In the span of four albums, Iceage has gone from Nihilistic hardcore teenagers led by a singer with a drinking problem to textured and nuanced post-pop-noir led by a functioning alcoholic young adult. The difference is as dramatic as the band itself; Elias Bender Rønnenfelt previously stumbled around as if he was trying to stand up on a carnival ride, his voice wavering into and away from the mic he forgot was there most of the time a la Darby Crash in the first Decline of Western Civilization movie. Nowadays he writes thoughtful lyrics that are worth paying attention to, so he pays attention to them. Lucky us.This is the fourth time I have seen Iceage since 2013, and three of those shows, including this one, were in the spartan basement of the First Unitarian Church. Elias spent the show alternating between jumping into the crowd and hanging on the ceiling of the unfinished space while I held the seething, sweaty crowd away from guitarist Johan Surrballe Wieth’s pedal board.
A violinist who also played keyboards might not have fit–literally, since it was after all a basement–but also with the much more primitive sound the band had only a few years ago. He seemed indispensable now, though, as Iceage ran through its new album, Beyondless, nearly in its entirety. His violin screeched alongside “Hurrah,” the set-opener, cutting through the dance-punk rhythm like a stagediver through a parting sea of arms to the floor >He augmented the distorted guitars in the same manner that the natural fizz of sax does, and he slammed his keyboard along with “The Day the Music Dies” creating a staccato bleat like Iggy Pop’s “The Passenger” gone blues-infused cowpunk. In the past Iceage would practically abandon older releases and concentrate on whatever their most recent album was. They seem to be relenting in their still-not-old age, even retrofitting You’re Nothing’s “Ecstasy” with hissing fiddle and dragging a bouncing, rambling “White Rune” from the 2010 New Brigade debut out of the mothballs.

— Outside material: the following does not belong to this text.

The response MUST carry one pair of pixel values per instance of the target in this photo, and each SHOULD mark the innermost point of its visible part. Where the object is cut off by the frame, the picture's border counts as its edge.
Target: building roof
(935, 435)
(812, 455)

Although Elias was on his best behavior, and his bandmates continued their tradition of scarcely even acknowledging that there was an audience, there was still spontaneity at the set’s conclusion with what was almost certainly an unplanned encore. The house lights went up and the band started to disengage but the Philadelphia crowd made just enough noise to convince them to strap back in. They played “Broken Hours.” The slow-burning, smoky, brooding tune appears as a Beyondless bonus track in Japan, but it dates back to the band’s early days and they don’t often play it. Lucky us. “I like their older stuff” isn’t a cliché despite it being one of the most overused expressions in layman rock criticism because it’s nearly always the correct thing to say about a band. Iceage is the rare exception that can claim each album is exponentially more impressive than the one preceding it, and they stand out even more by achieving this not by continually honing their sound, but by taking chances. But that’s not the scariest thing about this band. That would be none of them are ever 27 years old yet. They could be doing this for a long time. Lucky us.